6.3.1. Linear Regression To arrive at the best linear regression model, the stepAIC function was used from the
MASS18 library in R. After 10 Fold Cross-Validation, the coefficients and associated p-values
for the best model is shown in Table 6.
Covariate Coefficient p-Value
Intercept -87.712 ≤ .05
Core Math Average 1.861 ≤ .05
CQPA .065 ≤ .05
CCPS .0532 .0667
Took MA100 -.2771 ≤ .05
Modeling -.5148 ≤ .05
Single Variable Calculus -.6233 ≤ .05
Standard Non STEM .9141 ≤ .05
Standard STEM .8738 ≤ .05
STEM w/ MA103 Validation .8176 ≤ .05
Remedial to STEM w/ Validation 1.2673 ≤ .05
Advanced Non STEM .9070 ≤ .05
Advanced STEM .8528 ≤ .05
Table 6: Resulting Coefficients from Linear Regression Model
The reader may notice that the p-value for CCPS is > .05. We acknowledge that the p-value
is larger than our significance level (α), however, we leave it in the model because this
model has the smallest error in predicting our test set.
The four modeling assumptions for linear regression (linearity, normality,
heteroscedasticity, and independence) are satisfied.
6.3.2. Regularization To arrive at the best regularization model, tuned parameters of α at 0, .55, and 1 and λ from
0 to 1 using the glmnet package through CARET. After 10 Fold Cross-Validation the best
model as determined by RMSE with α = 1 and λ = .001821 is as follows:
Predictor Variable Coefficient
Intercept .00468
Core Math Average 1.7842
CQPA .0725
CCPS .0537
Rock -.2301
Modeling -.48654
18 Venables and Ripley, 2002.
Single Variable Calculus -.5838
Standard Non STEM .0318
STEM w/ MA103 Validation -.0439
Remedial to STEM w/ Validation .2976
Advanced NON Stem .0189
Advanced STEM -.00039
Advanced to Standard -.7877
Table 7: Resulting Coefficients from Regularization Model
6.3.3. Random Forest We also ran a random forest model using the randomForest package in R. We arrived at the
best tree-based model through creating 500 trees per forest. After 10 Fold Cross-Validation,
the best model (as determined using the smallest RMSE with 13 variables randomly
sampled as candidates at each split), organized by variable importance as determined by
node purity is shown below in Table 8.
Rank Predictor Variable
1 Core Math Average
2 CQPA
3 Single Variable Calculus
4 Modeling
5 Rock
6 CCPS
7 Advanced STEM
8 Standard Non STEM
9 Standard STEM
10 STEM w/ MA103 Validation
11 Rock
12 Advanced to Standard
13 Remedial to STEM w/ Validation
14 Advanced NON Stem
Table 8: Rank of Variable Importance from the Random Forest Model
6.3.4. Ensemble While there are many complicated ways to ensemble multiple models, we shied away from
the more complicated methods of bagging, boosting, or stacking and averaged the results of
the model. This helped maintain interpret-ability while giving equal weight to each model.
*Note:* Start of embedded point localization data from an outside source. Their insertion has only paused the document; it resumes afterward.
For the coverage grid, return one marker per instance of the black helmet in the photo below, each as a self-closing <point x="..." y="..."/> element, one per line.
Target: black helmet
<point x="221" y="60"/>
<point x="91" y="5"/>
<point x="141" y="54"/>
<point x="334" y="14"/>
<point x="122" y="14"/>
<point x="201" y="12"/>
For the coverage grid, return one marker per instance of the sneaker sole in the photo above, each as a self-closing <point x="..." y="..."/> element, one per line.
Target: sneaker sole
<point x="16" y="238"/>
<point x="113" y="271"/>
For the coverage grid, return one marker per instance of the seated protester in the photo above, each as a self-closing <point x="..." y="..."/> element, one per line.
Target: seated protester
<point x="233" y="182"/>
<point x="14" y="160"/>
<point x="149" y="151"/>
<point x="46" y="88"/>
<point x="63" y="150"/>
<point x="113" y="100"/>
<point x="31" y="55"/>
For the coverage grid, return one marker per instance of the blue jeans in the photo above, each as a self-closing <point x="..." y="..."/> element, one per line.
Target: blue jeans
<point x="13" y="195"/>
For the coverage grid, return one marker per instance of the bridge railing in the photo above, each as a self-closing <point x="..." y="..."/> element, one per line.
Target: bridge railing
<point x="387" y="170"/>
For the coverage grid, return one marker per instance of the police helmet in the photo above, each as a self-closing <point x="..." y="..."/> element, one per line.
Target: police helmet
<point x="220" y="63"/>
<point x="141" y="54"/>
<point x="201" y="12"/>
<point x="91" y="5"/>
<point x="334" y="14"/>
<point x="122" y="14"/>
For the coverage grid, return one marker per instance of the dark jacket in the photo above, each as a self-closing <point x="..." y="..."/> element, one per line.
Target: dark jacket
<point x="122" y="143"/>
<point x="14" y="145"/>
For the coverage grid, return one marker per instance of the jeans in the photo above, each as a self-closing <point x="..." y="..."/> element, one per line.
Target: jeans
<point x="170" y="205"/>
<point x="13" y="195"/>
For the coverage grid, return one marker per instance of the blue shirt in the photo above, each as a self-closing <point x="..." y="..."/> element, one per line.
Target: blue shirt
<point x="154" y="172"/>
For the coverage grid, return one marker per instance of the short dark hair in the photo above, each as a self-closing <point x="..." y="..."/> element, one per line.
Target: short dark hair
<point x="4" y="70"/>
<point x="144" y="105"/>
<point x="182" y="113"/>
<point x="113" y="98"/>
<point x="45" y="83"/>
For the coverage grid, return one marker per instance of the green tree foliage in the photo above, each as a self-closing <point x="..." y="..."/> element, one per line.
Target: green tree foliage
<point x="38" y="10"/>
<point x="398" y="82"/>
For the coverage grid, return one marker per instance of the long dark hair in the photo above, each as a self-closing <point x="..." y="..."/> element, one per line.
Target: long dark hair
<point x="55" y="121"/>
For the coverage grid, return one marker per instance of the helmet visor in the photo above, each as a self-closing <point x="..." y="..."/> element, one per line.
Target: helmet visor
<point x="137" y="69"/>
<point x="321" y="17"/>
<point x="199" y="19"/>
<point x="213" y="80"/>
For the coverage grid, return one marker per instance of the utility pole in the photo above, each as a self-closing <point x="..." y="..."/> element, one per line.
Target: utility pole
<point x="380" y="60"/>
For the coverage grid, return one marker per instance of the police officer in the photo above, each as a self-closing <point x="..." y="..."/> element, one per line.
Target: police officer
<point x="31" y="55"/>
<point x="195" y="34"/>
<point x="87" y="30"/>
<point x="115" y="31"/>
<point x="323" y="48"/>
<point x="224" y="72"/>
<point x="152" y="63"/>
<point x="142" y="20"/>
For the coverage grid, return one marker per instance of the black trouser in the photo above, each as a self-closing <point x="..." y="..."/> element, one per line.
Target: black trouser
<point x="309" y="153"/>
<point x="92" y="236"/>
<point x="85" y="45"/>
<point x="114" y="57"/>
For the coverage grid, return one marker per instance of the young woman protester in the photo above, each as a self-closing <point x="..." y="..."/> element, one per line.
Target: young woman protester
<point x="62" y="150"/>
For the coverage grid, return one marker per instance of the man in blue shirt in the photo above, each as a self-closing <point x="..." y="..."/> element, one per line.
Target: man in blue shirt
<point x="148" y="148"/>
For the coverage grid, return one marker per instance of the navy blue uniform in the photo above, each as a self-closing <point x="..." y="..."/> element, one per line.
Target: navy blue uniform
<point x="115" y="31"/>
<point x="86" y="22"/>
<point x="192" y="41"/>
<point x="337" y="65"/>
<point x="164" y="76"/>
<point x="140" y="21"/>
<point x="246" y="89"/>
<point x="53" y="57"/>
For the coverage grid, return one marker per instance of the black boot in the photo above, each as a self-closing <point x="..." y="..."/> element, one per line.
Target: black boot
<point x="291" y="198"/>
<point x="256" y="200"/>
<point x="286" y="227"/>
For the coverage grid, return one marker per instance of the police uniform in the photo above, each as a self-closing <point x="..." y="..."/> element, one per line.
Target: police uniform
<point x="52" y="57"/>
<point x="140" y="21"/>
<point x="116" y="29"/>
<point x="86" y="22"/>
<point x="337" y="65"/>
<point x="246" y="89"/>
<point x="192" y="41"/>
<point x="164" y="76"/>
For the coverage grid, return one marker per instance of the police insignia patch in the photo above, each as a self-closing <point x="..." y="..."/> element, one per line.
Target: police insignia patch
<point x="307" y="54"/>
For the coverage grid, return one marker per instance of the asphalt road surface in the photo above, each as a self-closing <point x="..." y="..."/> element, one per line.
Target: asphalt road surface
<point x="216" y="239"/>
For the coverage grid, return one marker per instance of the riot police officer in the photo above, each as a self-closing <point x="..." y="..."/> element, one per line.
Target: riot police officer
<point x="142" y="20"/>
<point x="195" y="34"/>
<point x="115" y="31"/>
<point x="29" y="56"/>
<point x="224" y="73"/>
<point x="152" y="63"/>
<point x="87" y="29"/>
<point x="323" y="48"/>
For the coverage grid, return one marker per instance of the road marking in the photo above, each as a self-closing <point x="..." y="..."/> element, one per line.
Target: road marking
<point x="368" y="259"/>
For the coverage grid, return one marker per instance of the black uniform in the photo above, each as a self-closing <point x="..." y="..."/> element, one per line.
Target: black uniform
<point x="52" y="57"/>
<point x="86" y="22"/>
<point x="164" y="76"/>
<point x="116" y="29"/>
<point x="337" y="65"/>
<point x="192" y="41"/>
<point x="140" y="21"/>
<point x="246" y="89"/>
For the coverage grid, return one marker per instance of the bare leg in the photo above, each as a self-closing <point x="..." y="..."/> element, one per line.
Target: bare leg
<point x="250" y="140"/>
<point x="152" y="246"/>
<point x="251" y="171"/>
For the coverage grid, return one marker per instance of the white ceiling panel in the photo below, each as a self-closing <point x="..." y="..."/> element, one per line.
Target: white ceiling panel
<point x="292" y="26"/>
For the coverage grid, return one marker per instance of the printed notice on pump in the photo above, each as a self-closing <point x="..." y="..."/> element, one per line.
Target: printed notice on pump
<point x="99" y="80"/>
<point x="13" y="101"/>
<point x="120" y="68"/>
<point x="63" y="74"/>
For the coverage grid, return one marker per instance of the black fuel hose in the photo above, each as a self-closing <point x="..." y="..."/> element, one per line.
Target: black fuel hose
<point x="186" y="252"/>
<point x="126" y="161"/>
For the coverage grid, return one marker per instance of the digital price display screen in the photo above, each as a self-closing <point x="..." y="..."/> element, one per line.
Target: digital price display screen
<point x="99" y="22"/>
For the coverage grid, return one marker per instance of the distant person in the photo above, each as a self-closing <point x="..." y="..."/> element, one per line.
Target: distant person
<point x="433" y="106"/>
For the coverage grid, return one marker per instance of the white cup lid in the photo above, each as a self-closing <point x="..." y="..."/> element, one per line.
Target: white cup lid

Instead of simply picking one model with the lowest RMSE on the test set, we chose this
ensemble method so that no single model, if it made systematically biased estimates, would
dominate the predictions.
6.4. Survey Methodology There is far more to the question of whether academically homogeneous classrooms are
beneficial that cannot be answered through student test scores. The student’s perspective of
this approach can provide valuable insight into the qualitative impact of the Research Team’s
study. Additionally, faculty techniques and practices add useful experiential detail from a
pedagogical reference point. We use two surveys to achieve our desired feedback from this
study.
We aim to avoid leading questions on the surveys to avoid bias. Students in the ability group
are not explicitly told that they are sectioned by ability during the semester but it is clear to
many that there is some structure to the class as shown in Section 4.4. We do not think that a
student being aware that they are sectioned by ability will bias their survey results in any way
but that is a possibility we recognize and a potential limitation to our results. We give the
student survey at the end of the semester and the five questions related to the study were
mixed in with other course and department-level questions. The goal of this survey is to
answer five key questions of interest for us related to the study by comparing the results
between the Ability and Random groups.
1. Was our model effective at putting Cadets of like ability together? 2. Does grouping by ability help Cadets learn better/feel more comfortable with the
course material? 3. Does a homogeneous classroom make students more comfortable and willing to
engage in class? 4. Does a homogeneous classroom allow instructors to cater to the class in a way that
does not hold stronger students back or leave struggling students behind? 5. Would students prefer to learn in an academically homogeneous environment?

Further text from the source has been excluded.